Following the success of vintage 2016 at the Shiraz SA Challenge last year, the latest release of Babel with its distinctive, rather unusual label, received a rave review in Winemag’s Signature Red Blend Report before being Listed in the 2018 Sommeliers Selection. And very good value at the price!

Babylonstoren Babel Rooi 2017
WO Simonsberg-Paarl. Blend of Shiraz (25%), Cabernet Sauvignon (23%), Malbec (14%), Petit Verdot (11%), Merlot (9.5%), Cab Franc (9.5%) and Pinotage (8%).
Fermention on the skins and then in cask. Twelve months in 300-litre French oak barrels (30% new, 70% second- and third-fill).

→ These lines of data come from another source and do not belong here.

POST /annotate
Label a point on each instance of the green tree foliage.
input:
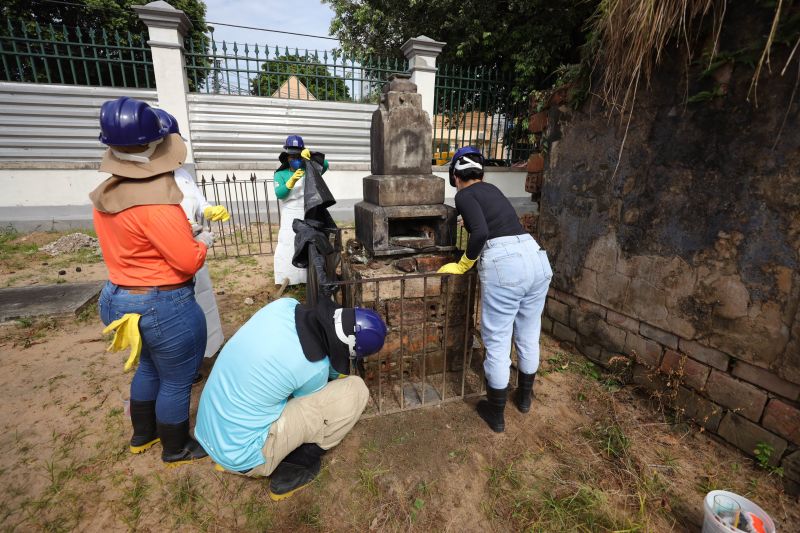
(311, 73)
(526, 39)
(113, 16)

Alc 14% | R/S 3.2 | TA 6 | pH 3.5
Winemaker’s Tasting Notes: bouquet of pencil shavings and sweet tobacco with mulberry, berries and dark chocolate on the nose; a soft mouthfeel, with dark red berry and chocolate flavours and a lingering finish.
Ready on release; should age well for up to five years after production.
Food Pairing Suggestions: oxtail, rack of lamb or succulent lamb shank.
R150 pb from the swish tasting room at the cellar.